Demonstrate technique for mixing insulins by drawing up regular insulin first and rolling intermediate-acting insulin vial between palms to mix, rather than shaking (may cause inaccurate dose).
Explain to patient that this medication controls hyperglycemia but does not cure diabetes. Therapy is long term.
Instruct patient in proper testing of serum glucose and ketones. These tests should be closely monitored during periods of stress or illness and health care professional notified of significant changes.
Emphasize the importance of compliance with nutritional guidelines and regular exercise as directed by health care professional.
Advise patient to consult health care professional prior to using alcohol or other Rx, OTC, or herbal products concurrently with insulin.
Advise patient to notify health care professional of medication regimen prior to treatment or surgery.

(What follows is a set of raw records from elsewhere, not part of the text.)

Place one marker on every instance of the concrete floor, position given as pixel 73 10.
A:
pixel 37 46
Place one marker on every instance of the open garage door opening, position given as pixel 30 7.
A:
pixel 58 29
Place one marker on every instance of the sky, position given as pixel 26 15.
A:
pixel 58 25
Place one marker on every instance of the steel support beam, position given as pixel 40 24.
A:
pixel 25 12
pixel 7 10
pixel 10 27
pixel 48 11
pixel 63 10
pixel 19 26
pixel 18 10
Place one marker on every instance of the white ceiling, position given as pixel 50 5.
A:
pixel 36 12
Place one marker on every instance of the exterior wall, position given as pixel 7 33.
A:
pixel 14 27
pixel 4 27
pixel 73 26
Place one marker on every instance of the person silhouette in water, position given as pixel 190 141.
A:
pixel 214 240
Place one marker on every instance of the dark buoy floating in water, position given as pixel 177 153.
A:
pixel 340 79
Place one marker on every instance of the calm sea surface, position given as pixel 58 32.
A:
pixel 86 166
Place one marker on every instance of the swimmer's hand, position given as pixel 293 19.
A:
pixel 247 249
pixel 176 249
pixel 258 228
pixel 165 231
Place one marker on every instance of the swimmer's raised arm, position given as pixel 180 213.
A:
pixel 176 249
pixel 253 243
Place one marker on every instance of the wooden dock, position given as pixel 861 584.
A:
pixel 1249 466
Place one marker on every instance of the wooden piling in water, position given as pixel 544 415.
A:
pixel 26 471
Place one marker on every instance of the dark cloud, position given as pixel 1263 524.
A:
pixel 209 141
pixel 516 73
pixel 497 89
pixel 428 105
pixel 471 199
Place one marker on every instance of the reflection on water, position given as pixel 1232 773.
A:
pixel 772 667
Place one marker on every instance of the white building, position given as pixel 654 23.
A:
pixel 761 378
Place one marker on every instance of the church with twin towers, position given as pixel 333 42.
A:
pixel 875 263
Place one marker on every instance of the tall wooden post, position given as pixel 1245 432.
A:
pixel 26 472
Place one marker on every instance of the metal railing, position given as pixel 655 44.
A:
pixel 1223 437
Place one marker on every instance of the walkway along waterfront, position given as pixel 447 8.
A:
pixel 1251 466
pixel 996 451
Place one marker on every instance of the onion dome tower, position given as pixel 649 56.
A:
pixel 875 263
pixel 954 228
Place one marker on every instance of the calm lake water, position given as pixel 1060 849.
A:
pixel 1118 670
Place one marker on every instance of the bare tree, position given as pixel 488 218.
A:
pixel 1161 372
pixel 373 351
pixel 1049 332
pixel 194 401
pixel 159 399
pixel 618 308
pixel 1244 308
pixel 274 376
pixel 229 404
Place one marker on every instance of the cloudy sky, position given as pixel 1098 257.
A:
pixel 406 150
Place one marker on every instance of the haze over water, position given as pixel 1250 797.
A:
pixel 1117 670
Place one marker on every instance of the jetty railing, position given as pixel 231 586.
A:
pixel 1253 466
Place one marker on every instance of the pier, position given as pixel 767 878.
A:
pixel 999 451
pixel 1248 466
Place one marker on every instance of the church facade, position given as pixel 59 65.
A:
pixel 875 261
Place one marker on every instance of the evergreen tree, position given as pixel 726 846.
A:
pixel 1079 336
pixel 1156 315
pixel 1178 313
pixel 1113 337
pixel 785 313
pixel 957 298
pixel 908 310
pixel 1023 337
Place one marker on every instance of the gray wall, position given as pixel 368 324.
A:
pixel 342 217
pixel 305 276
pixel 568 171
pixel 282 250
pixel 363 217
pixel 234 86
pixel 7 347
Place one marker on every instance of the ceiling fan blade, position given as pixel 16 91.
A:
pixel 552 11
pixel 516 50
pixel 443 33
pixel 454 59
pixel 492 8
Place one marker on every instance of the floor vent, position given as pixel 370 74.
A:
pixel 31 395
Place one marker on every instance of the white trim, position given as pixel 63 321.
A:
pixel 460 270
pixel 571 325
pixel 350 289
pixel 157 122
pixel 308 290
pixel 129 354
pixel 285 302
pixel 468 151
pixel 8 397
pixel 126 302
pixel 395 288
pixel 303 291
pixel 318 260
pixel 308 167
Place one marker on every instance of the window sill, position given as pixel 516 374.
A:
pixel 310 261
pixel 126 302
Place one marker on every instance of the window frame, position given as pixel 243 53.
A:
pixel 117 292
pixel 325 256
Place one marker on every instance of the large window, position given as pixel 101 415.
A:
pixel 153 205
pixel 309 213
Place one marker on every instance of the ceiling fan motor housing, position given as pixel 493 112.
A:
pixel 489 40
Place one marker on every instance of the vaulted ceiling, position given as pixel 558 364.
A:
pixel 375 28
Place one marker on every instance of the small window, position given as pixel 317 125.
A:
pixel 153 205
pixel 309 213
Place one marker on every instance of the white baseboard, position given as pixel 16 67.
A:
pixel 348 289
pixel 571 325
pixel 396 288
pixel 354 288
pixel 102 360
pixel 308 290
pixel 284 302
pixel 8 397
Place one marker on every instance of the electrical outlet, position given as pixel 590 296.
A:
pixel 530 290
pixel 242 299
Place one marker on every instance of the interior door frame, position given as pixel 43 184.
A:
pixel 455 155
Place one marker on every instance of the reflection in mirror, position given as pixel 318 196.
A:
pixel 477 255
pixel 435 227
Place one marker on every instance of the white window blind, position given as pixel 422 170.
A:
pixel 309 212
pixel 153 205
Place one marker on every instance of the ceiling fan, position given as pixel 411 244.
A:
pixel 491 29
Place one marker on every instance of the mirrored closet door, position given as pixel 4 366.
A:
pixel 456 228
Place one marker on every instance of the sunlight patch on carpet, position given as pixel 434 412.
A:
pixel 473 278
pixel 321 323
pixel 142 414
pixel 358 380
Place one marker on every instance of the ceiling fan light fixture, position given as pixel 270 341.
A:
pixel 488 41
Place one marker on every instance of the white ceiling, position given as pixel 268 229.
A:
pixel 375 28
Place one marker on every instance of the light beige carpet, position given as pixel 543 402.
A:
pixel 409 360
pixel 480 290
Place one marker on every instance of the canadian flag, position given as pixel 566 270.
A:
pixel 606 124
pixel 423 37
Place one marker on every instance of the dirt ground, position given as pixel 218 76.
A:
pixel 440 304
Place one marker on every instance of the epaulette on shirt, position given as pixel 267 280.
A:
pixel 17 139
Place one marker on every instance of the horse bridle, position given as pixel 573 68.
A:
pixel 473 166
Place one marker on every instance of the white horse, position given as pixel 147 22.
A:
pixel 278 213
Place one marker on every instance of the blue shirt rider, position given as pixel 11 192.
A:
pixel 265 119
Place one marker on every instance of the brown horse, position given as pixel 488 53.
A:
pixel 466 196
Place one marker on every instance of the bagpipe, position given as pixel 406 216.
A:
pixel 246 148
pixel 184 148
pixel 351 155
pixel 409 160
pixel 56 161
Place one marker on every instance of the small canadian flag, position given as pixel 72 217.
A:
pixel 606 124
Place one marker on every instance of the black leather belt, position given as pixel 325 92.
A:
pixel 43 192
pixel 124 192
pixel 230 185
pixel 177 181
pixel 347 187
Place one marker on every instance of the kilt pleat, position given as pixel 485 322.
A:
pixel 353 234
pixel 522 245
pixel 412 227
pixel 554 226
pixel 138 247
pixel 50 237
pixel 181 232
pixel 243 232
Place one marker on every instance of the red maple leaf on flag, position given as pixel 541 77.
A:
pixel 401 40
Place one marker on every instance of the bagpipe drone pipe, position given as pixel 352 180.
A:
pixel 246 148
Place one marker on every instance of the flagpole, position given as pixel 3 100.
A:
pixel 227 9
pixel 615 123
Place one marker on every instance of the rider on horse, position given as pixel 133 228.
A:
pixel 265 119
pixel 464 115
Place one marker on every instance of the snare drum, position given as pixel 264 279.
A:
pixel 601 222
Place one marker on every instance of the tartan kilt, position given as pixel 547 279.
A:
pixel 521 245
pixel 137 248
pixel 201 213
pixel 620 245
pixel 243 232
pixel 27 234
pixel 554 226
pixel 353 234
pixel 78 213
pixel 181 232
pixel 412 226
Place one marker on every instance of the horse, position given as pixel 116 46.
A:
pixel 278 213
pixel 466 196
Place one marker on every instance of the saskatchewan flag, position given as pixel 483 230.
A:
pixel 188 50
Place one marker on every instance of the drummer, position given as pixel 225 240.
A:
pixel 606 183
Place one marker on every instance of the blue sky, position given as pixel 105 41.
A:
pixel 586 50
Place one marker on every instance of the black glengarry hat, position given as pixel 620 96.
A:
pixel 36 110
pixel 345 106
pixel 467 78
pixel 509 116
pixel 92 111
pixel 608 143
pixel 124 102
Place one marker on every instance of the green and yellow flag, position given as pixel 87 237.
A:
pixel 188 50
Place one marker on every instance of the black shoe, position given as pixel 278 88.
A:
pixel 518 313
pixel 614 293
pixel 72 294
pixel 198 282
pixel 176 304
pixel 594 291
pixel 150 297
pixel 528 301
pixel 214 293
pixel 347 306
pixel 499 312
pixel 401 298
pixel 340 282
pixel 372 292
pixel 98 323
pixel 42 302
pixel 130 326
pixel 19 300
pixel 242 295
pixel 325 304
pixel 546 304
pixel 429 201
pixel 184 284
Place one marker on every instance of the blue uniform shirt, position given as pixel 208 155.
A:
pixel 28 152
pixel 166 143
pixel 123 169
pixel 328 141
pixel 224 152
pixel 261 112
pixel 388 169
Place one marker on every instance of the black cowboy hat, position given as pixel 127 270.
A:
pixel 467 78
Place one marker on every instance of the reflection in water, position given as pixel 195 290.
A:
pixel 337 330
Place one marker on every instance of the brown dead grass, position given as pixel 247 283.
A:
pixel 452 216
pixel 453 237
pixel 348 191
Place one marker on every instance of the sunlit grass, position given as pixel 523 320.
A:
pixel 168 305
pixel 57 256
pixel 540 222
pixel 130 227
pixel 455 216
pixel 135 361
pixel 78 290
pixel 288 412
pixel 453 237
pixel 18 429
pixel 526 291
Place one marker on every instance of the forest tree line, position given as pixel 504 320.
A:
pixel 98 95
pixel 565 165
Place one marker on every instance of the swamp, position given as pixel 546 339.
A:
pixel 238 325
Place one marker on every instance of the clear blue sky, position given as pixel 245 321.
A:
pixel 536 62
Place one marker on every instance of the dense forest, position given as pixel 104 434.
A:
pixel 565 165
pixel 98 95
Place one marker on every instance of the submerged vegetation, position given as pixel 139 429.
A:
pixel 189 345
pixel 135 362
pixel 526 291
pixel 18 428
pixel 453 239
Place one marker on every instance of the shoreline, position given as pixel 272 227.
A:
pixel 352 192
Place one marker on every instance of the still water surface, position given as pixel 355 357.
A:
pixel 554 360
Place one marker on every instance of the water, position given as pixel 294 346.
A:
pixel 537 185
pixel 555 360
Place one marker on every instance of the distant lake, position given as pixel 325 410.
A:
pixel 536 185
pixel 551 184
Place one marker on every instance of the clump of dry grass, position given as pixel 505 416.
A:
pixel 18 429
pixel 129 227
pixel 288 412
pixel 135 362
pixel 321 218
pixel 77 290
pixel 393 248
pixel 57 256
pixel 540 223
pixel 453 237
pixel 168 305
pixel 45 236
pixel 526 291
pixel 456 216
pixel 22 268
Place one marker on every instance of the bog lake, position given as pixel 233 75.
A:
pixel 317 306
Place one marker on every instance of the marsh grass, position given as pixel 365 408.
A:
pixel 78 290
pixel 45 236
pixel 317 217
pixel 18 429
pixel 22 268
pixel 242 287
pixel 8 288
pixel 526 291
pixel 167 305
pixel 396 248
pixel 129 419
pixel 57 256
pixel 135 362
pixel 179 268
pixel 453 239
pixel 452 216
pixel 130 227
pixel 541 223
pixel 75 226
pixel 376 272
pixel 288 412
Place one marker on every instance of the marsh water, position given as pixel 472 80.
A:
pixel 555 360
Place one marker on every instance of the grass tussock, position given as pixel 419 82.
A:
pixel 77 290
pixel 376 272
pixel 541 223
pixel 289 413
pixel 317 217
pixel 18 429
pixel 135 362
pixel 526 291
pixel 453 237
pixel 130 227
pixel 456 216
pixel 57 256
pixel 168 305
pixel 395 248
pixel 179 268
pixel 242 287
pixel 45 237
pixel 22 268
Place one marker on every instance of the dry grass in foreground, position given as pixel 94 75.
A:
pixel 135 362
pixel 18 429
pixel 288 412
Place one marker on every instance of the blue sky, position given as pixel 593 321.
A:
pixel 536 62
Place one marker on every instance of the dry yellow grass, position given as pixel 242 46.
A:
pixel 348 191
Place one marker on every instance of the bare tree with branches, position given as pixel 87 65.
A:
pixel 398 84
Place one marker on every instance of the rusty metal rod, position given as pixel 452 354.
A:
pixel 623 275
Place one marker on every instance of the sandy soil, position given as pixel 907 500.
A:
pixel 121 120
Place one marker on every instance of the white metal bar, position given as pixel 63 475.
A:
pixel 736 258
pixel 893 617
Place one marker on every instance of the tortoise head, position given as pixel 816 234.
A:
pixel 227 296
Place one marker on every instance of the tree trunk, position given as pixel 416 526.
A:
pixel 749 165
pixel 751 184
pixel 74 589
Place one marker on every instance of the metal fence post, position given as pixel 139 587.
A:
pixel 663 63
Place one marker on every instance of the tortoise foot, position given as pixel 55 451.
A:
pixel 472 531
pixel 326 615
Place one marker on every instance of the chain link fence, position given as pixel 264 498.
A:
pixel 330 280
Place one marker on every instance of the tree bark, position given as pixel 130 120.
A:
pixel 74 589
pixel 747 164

Advise patient to notify health care professional if nausea, vomiting, or fever develops, if unable to eat regular diet, or if blood glucose levels are not controlled.
Instruct patient on signs and symptoms of hypoglycemia and hyperglycemia and what to do if they occur.
Advise patient to notify health care professional if pregnancy is planned or suspected.
Patients with diabetes mellitus should carry a source of sugar (candy, sugar packets) and identification describing their disease and treatment regimen at all times.
Emphasize the importance of regular follow-up, especially during first few weeks of therapy.


Evaluation/Desired Outcomes
Control of blood glucose levels without the appearance of hypoglycemic or hyperglycemic episodes.